Food pantries receive vittles from regional food banks, which tend to be packaged foods with long shelf-lives, Audrey said.
“We want to make sure that everyone in our community has access to the highest-quality fresh food that’s being grown right here in our backyards,” she said. “…we don’t love the fact that there are food pantries — we would hope that we wouldn’t really have a need for food pantries — but we’re at a place today where there’s growing income inequality, not just here but across the country, so that’s playing out on the micro level locally.”
There has been a noticeable increase in the number of people coming to food pantries in the last year, she added.
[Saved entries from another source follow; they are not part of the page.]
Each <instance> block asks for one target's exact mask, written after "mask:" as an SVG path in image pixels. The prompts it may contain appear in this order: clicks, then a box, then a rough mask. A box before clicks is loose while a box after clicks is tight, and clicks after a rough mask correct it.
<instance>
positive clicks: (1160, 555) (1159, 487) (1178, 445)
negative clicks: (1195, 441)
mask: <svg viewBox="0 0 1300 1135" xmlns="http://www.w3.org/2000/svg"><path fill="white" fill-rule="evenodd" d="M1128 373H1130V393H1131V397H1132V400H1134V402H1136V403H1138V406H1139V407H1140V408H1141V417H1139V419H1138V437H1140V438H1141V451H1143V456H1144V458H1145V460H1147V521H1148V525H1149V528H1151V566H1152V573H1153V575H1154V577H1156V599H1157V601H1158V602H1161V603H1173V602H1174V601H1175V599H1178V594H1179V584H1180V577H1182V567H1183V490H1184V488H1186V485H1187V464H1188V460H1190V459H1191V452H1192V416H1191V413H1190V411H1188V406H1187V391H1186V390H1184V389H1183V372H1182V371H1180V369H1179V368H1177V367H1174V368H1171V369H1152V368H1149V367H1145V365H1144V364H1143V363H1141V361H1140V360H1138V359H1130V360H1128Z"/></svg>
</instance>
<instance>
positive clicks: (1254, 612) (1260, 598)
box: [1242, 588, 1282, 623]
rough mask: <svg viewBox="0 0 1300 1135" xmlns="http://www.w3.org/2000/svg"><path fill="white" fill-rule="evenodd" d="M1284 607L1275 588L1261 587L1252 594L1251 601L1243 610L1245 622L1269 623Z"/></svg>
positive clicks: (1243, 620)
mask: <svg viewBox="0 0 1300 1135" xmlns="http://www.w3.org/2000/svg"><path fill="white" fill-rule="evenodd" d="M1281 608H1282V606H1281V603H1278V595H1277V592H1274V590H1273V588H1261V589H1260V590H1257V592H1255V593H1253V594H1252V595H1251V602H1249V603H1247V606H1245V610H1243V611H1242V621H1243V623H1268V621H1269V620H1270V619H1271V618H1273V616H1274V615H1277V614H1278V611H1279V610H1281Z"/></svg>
The concept of gleaning is ancient. The book of Leviticus proscribes the practice, stating farmers should not “gather the gleanings of your harvest” or “reap the very edges of your field,” instead leaving them for the poor and transient. The practice was seen in medieval Europe and discussed in rabbinical writings.

Audrey (left), Ann and Kathryn load crates of apples after the Sept. 14 glean at Greig Farm in Red Hook.
As noon neared, Kathryn, Ann and I all crunched on Macintoshes while waiting for Audrey to come by with the van to pick up the crates. They were delicious, even to me, who doesn’t really like apples. Either way, I would certain prefer the pristine fruit to the canned and cellophaned fare usually available at food pantries.
We heaved the crates one-by-one onto a digital scale as Audrey took down the numbers on a pad of paper. I guessed we had harvested 900 pounds of apples. After Audrey did some adding, we came out with the real number: 2,038 pounds harvested in a little over two hours.
As we dispersed, Audrey told me she would be dropping off the apples at Rock Solid Church in Hudson and Catholic Charities, and would also be giving a bunch to Feeding the Hudson Valley, held on the Walkway Over the Hudson in Poughkeepsie in October.
So, if you’re one to leave two-thirds of your goddamn French fries sitting on your plate, know that I won’t be stomping over to angrily eat them. But also know, if you’re too full and don’t like eating old fries, there’s another way to make sure food does not go to waste.